Mycoplasma hominis and Ureaplasma urealyticum are microorganisms involved in many pathologies and intrauterine infections. Vaginal wall swabs were taken from 278 women for mycoplasma detection and to study the antimicrobial susceptibility using the Mycoplasma IST2 Kit (bioMérieux). We were able to document in 278 women enrolled in the study, 64.7% have infections caused by U. urealyticum, 22.7% by M. hominis, and 19.4 % of coinfections involving both germs. Such infections were observed in age groups between 18 and 42 years. Other socio-demographic characteristics studies have been conducted, which allowed to document that single women were the majority population with 68.7% against 16.5% who were living in couple. In response to our questionnaire, 131 single women enrolled in the study never protected themselves during sexual intercourse compared with 52.9% who reported using at least condom. A total of 260 (93.5%) of women reported having only one partner versus 6.5% having more. The study of strains susceptibility to antibiotics revealed a resistance of approximately 80% for macrolides and 100% for fluoroquinolones. All our isolated strains had a sensitivity of about 90% for Pristinamycin and 70% for Josamycin. This study shows that carriage of mycoplasma infection is high in female population in Franceville and vicinities, what should be an element of cautious use of antibiotic during probabilistic therapy treatment of mycoplasma.

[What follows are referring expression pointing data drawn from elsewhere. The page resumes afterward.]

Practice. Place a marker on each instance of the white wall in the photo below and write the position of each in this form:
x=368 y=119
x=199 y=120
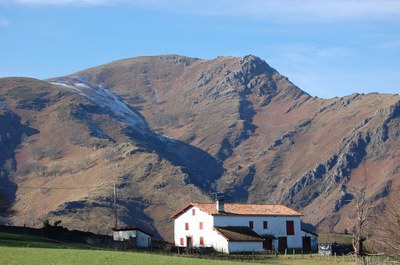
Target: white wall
x=194 y=231
x=142 y=240
x=121 y=235
x=245 y=246
x=276 y=227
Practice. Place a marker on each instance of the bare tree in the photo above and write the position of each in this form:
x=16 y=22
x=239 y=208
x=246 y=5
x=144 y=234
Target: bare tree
x=363 y=209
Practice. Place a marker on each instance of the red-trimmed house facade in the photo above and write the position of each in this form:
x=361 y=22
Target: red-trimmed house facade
x=232 y=227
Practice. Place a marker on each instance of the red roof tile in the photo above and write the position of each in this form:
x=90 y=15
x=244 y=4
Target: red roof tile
x=239 y=233
x=241 y=209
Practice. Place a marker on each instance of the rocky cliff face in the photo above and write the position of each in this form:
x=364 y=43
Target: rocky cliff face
x=170 y=129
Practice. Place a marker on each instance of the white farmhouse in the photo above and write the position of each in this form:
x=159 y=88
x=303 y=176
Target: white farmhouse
x=132 y=236
x=233 y=227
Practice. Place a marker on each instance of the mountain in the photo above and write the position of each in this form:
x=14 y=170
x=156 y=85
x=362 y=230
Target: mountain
x=170 y=129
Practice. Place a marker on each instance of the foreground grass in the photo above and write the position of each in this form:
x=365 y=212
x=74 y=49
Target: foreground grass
x=21 y=240
x=18 y=255
x=25 y=249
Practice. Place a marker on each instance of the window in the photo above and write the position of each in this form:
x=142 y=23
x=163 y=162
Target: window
x=290 y=228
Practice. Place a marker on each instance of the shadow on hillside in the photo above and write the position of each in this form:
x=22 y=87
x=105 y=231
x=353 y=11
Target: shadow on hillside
x=12 y=134
x=202 y=168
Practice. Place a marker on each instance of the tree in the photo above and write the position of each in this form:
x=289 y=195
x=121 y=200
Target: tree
x=363 y=209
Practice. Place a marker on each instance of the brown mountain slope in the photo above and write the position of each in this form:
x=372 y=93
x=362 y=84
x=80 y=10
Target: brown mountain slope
x=240 y=128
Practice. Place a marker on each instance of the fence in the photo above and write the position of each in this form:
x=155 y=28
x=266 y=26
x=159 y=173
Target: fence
x=376 y=260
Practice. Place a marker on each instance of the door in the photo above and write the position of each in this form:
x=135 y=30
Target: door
x=267 y=244
x=307 y=243
x=189 y=242
x=282 y=243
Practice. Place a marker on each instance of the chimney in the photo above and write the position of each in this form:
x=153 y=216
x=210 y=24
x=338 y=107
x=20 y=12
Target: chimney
x=220 y=204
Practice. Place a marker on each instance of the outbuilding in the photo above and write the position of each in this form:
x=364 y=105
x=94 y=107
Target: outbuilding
x=133 y=236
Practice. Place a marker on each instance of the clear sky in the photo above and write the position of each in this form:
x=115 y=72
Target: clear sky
x=326 y=47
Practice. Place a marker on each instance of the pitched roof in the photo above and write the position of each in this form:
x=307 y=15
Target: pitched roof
x=241 y=209
x=238 y=233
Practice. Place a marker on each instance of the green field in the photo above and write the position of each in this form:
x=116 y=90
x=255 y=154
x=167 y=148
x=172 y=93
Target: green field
x=21 y=249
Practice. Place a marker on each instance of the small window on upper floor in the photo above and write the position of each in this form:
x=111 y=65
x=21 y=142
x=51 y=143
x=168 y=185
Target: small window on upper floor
x=290 y=228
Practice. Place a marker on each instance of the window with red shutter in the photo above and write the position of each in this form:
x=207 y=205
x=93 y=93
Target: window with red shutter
x=290 y=228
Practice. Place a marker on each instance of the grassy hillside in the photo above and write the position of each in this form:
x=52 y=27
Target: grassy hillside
x=24 y=249
x=29 y=241
x=15 y=255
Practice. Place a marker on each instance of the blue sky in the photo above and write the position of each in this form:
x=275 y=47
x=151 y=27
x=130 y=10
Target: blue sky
x=327 y=48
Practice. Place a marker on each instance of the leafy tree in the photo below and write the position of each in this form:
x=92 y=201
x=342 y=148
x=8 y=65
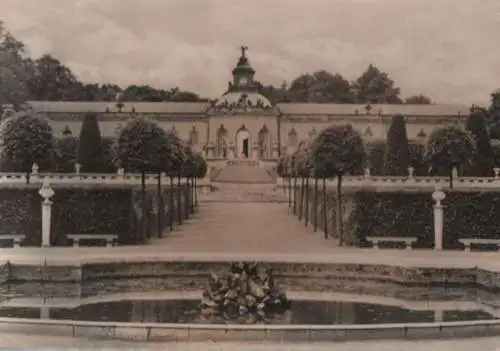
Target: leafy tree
x=418 y=100
x=90 y=151
x=397 y=156
x=449 y=147
x=53 y=81
x=337 y=151
x=321 y=86
x=142 y=146
x=301 y=88
x=483 y=163
x=375 y=87
x=376 y=152
x=25 y=139
x=66 y=153
x=417 y=157
x=302 y=169
x=13 y=70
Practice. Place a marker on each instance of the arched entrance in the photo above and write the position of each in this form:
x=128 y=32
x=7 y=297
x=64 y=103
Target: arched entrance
x=242 y=143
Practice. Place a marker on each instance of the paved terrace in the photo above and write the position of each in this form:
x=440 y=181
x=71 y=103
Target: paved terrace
x=250 y=231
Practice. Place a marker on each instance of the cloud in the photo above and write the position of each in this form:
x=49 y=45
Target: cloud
x=443 y=48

Keyword:     Antimicrobial susceptibility Female population Mycoplasma hominis Ureaplasma urealyticum.


Citation:

Baraïka MA, Onanga R, Bivigou-Mboumba B, Mabika-Mabika A, Bisvigou UJ, Ndouo FS T, Kane NCT. Prevalence and antimicrobial susceptibility profile of Mycoplasma hominis and Ureaplasma urealyticum in female population, Gabon. J App Biol Biotech. 2020;8(6):28-32.

Copyright: Author(s). This is an Open Access article distributed under the terms of the Creative Commons Attribution-NonCommercial-ShareAlike license.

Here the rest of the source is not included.